Argentine : « L’éducation publique est un bien que le peuple n’est pas prêt à céder » - La Marche du 24 avril : un tournant ?

par Eduardo Lucita

Peut-être qu’à l’avenir on l’appellera La Marche du Million ou La Journée historique. Le fait est que la marche pour la défense de l’université et de l’éducation publique est un événement politique qui a dépassé toutes les attentes et a secoué la scène politique nationale. Peut-être marquera-t-elle un avant et un après dans la situation politique complexe du pays.

La participation populaire à cette marche, l’une des plus importantes de ces 40 dernières années, était telle qu’il est presque inutile de parler du nombre de participants. Néanmoins, l’exercice vaut la peine d’être fait.
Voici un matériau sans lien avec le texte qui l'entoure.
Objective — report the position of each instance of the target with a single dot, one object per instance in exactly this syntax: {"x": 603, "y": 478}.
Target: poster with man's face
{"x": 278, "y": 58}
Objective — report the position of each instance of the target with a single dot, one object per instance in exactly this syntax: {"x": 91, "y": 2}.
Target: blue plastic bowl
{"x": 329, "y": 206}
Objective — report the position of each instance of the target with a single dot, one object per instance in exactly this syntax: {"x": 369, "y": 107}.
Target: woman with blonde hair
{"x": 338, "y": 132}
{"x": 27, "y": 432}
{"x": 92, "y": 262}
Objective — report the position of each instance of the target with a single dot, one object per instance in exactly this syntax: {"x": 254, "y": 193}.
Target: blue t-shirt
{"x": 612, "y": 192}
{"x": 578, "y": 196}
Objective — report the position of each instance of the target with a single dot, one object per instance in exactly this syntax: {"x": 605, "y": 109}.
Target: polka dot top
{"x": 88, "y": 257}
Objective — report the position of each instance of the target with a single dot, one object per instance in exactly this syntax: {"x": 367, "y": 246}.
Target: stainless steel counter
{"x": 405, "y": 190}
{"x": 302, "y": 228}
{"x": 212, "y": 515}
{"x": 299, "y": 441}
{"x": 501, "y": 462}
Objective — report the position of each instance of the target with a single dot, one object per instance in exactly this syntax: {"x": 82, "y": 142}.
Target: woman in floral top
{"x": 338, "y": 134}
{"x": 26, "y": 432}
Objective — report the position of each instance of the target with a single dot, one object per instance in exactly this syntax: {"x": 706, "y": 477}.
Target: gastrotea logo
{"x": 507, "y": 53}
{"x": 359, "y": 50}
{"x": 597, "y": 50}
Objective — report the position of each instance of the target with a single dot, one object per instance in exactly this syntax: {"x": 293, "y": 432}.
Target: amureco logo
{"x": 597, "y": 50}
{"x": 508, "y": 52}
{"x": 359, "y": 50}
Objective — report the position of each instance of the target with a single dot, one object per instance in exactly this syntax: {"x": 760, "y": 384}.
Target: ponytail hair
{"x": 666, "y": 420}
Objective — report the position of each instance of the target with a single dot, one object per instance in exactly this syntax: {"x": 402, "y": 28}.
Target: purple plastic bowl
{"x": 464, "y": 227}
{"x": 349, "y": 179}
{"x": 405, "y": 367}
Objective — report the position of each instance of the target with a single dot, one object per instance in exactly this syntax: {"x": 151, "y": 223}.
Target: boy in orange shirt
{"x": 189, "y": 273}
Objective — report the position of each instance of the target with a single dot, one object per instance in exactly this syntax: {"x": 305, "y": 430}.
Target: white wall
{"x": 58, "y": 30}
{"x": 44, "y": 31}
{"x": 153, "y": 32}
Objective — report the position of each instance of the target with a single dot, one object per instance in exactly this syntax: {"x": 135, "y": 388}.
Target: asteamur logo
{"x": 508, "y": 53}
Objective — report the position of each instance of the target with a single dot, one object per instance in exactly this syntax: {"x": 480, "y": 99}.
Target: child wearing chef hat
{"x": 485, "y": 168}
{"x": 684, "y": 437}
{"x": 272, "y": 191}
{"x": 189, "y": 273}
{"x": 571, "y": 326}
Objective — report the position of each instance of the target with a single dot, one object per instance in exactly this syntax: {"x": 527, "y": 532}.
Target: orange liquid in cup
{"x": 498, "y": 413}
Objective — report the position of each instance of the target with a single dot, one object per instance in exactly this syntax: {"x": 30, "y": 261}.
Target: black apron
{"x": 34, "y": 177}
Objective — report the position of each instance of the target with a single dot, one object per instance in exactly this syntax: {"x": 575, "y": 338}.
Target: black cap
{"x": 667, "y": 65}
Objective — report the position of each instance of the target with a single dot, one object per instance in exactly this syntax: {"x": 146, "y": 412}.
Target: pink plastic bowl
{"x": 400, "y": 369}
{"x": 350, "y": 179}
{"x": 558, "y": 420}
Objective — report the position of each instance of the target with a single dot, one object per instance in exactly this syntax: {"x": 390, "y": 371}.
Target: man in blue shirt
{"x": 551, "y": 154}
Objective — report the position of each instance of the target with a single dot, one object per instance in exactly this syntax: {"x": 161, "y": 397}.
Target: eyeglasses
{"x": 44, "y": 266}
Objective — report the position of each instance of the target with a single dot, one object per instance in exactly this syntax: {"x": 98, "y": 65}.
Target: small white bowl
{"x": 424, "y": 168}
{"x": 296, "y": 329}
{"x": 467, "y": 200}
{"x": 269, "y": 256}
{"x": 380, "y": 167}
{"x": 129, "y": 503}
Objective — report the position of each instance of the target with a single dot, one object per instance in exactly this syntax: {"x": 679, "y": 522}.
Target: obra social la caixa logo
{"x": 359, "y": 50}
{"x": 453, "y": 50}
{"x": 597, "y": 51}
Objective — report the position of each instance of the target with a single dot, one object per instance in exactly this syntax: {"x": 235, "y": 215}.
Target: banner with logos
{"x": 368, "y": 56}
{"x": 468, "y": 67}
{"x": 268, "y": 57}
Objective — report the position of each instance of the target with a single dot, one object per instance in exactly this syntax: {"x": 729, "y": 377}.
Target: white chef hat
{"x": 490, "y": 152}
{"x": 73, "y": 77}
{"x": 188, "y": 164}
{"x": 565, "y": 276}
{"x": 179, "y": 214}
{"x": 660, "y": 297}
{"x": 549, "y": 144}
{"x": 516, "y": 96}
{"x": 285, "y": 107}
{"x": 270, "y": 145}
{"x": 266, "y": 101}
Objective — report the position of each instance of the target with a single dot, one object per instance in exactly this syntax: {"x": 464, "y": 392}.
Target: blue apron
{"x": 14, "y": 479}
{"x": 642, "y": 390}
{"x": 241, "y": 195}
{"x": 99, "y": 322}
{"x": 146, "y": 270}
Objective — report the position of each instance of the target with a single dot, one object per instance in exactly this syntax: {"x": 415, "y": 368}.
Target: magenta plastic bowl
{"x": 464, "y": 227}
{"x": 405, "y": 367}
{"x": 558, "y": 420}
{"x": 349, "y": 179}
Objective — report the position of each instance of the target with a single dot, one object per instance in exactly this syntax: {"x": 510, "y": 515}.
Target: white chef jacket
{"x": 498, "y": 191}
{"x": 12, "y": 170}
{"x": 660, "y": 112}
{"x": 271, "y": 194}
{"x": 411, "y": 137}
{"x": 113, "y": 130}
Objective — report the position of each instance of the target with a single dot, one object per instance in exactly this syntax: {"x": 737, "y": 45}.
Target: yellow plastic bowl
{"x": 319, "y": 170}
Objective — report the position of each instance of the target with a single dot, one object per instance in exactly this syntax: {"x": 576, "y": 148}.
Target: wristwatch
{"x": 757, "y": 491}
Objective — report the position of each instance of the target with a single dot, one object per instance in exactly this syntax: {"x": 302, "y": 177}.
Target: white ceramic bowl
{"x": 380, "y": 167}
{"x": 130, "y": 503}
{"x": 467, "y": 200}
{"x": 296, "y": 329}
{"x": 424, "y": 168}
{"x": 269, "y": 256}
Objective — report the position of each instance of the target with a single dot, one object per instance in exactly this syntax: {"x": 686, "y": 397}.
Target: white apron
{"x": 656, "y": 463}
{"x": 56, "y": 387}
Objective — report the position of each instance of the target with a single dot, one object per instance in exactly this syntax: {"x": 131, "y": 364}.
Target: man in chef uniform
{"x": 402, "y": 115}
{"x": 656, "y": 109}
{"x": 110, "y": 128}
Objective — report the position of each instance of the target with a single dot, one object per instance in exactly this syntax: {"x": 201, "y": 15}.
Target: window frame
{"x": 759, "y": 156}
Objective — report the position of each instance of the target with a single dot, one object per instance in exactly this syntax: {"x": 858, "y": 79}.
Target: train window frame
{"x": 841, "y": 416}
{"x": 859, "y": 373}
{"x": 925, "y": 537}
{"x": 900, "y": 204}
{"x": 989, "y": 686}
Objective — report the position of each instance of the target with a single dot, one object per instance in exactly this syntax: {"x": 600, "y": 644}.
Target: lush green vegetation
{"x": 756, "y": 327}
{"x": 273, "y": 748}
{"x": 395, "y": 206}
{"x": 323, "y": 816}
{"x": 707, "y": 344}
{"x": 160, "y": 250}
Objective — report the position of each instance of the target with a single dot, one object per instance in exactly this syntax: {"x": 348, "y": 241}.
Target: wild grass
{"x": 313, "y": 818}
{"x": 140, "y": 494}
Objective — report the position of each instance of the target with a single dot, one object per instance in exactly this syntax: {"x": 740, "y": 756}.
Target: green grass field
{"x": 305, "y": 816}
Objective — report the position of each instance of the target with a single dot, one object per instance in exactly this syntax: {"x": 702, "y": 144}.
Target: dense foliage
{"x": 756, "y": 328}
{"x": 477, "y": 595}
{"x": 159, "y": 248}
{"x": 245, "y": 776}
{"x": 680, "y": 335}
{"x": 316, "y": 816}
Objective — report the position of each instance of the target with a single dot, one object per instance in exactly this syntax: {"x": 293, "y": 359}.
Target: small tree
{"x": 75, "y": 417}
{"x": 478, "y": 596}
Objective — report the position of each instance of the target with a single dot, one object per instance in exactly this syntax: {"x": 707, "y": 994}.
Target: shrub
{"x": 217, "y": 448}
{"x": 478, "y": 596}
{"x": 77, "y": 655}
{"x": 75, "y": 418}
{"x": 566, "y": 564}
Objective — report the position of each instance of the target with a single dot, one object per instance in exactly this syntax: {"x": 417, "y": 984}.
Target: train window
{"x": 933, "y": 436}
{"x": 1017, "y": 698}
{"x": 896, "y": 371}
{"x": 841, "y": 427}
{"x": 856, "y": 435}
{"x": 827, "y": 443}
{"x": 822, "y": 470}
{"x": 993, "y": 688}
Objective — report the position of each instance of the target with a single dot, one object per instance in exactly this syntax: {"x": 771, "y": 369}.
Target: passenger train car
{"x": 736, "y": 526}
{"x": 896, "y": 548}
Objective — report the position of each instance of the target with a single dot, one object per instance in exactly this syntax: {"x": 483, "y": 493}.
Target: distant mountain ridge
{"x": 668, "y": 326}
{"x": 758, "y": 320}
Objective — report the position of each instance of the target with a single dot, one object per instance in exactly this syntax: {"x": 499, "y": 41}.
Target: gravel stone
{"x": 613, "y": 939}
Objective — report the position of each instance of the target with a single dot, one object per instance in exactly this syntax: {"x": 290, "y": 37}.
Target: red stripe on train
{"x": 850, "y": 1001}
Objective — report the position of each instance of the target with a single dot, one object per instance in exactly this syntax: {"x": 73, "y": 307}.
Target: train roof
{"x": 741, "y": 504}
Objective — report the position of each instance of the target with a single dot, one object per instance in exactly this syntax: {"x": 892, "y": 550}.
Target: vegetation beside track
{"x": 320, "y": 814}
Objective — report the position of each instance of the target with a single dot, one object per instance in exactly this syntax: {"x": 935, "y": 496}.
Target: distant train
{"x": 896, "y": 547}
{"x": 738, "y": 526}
L’épicentre était la ville de Buenos Aires, le centre politique du pays, où les estimations vont de celle, prudente, de 430 000 participant·es par le journal La Nación aux 800 000 revendiqués par organisateurs (bien sûr, pour le gouvernement, ils n’étaient que 150 000, ce qui en soi est un nombre non négligeable). Mais la marche était fédérale, elle a été dupliquée dans toutes les provinces, et les grandes villes de l’intérieur ont montré la massivité des rassemblements. Au total, on estime que plus d’un million de personnes ont manifesté dans le pays. Ce 23 avril étant aussi la journée du livre, des milliers de manifestants ont défilé avec un livre à la main.

Défendre l’éducation publique et limiter l’austérité 

Cette foule, qui présentait un croisement intergénérationnel plus qu’emblématique, s’est mobilisée pour défendre l’université et l’enseignement public, gratuit, laïque et libre d’accès. Sa composition montre que plus de la moitié étaient des membres de la communauté universitaire et éducative (recteurs, doyens, enseignants, personnel non enseignant et étudiants) et une partie, plus petite, était constitué d’une masse très hétérogène de militant·es et de dirigeant·es de partis, d’organisations de défense des droits humains, de mouvements sociaux et, fait sans précédent, de la CGT elle-même. Beaucoup de personnes se sont aussi déplacées de manière indépendante. Le poids de la jeunesse a été déterminant, tout comme la joie et l’espoir qui traversaient chacun des cortèges.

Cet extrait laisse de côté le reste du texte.